The fundamental equations of quantum mechanics contain a parameter h known as Planck's constant; the observed value of h is understood to be one of the fundamental constants of our universe. Relationships between quantum-mechanical systems and their classical counterparts can be explored by investigating how the quantum-mechanical equations behave as the value of the parameter h tends to zero in some sense. Pursuing this idea rigorously, however, involves subtleties. Because h is not a dimensionless quantity, the "smallness" of values of the parameter must be expressed in terms of other relevant quantities. This research project aims to deepen understanding of relationships between quantum mechanics and classical mechanics through rigorous mathematical analysis centered on the limit when the Planck constant h tends to zero. The questions under study are of great interest both to mathematicians and to physicists.This research project primarily concerns stationary states of quantum systems. Global harmonic analysis is the use of the long-time dynamics of the geodesic flow of a Riemannian manifold to understand the high-frequency asymptotics of eigenfunctions. Two of the most important goals of the project are (1) to analyze Lp norms of eigenfunctions and (2) to analyze nodal sets and critical point sets. Making use of recent results relating geometric control and restrictions of eigenfunctions to hypersurfaces, the investigator aims to study nodal problems in non-ergodic situations and possible relations to the fractal uncertainty principle. The project also includes exploration of several other topics, including the numbers of nodal domains of eigenfunctions on manifolds of higher dimension; Lp norms of eigenfunctions and microlocal Kakeya-Nikodym norms and their relations to analytic continuation to Grauert tubes; and the behavior of density of states of spectral projections for various Hamiltonians across natural interfaces such as energy surfaces.This award reflects NSF's statutory mission and has been deemed worthy of support through evaluation using the Foundation's intellectual merit and broader impacts review criteria.

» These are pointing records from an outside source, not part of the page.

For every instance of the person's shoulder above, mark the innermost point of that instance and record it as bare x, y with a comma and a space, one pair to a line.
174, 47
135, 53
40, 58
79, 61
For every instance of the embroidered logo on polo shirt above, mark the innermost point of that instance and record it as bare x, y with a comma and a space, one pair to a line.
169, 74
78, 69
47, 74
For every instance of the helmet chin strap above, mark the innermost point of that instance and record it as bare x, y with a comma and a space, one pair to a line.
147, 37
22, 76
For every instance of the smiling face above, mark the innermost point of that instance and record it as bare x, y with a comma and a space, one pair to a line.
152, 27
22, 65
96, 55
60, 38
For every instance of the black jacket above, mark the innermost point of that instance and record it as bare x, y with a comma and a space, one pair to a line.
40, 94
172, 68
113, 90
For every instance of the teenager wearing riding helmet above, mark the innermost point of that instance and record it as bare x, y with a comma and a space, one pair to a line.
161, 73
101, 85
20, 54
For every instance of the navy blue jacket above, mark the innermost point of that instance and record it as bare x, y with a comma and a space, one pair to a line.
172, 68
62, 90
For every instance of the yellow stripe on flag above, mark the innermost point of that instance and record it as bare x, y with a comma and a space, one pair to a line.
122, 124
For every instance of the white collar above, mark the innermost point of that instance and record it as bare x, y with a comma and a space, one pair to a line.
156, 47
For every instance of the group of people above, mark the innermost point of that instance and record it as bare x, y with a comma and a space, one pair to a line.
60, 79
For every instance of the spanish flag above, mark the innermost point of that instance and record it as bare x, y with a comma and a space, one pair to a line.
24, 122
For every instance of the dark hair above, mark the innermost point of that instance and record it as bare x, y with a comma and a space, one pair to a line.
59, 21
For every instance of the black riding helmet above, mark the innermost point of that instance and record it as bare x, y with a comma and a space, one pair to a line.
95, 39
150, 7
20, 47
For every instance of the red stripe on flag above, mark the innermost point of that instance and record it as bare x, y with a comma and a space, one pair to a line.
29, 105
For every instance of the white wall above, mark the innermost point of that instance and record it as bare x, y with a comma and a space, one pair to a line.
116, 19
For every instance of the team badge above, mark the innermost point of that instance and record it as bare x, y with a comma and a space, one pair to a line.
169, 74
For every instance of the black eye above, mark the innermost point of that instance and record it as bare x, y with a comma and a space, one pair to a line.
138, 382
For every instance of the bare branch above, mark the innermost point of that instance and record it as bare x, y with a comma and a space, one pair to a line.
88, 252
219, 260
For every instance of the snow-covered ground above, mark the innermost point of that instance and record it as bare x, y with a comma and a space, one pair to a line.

量子力学的基本方程包含一个称为普朗克常数的参数 h； h 的观测值被理解为我们宇宙的基本常数之一。 通过研究当参数 h 的值在某种意义上趋于零时量子力学方程如何表现，可以探索量子力学系统与其经典对应系统之间的关系。 然而，严格追求这一想法涉及微妙之处。 由于 h 不是无量纲量，因此参数值的“小”必须用其他相关量来表示。 该研究项目旨在通过以普朗克常数h趋于零时的极限为中心的严格数学分析，加深对量子力学与经典力学之间关系的理解。 数学家和物理学家都对所研究的问题非常感兴趣。该研究项目主要涉及量子系统的稳态。 全局调和分析是利用黎曼流形测地流的长期动力学来理解特征函数的高频渐近。 该项目的两个最重要的目标是 (1) 分析本征函数的 Lp 范数，以及 (2) 分析节点集和临界点集。 利用与几何控制和超曲面特征函数限制相关的最新结果，研究人员旨在研究非遍历情况下的节点问题以及与分形不确定性原理的可能关系。 该项目还包括对其他几个主题的探索，包括高维流形上本征函数的节点域数量；本征函数的 Lp 范数和微局域 Kakeya-Nikodym 范数及其与 Grauert 管解析延拓的关系；该奖项反映了 NSF 的法定使命，并通过使用基金会的智力价值和更广泛的影响审查标准进行评估，被认为值得支持。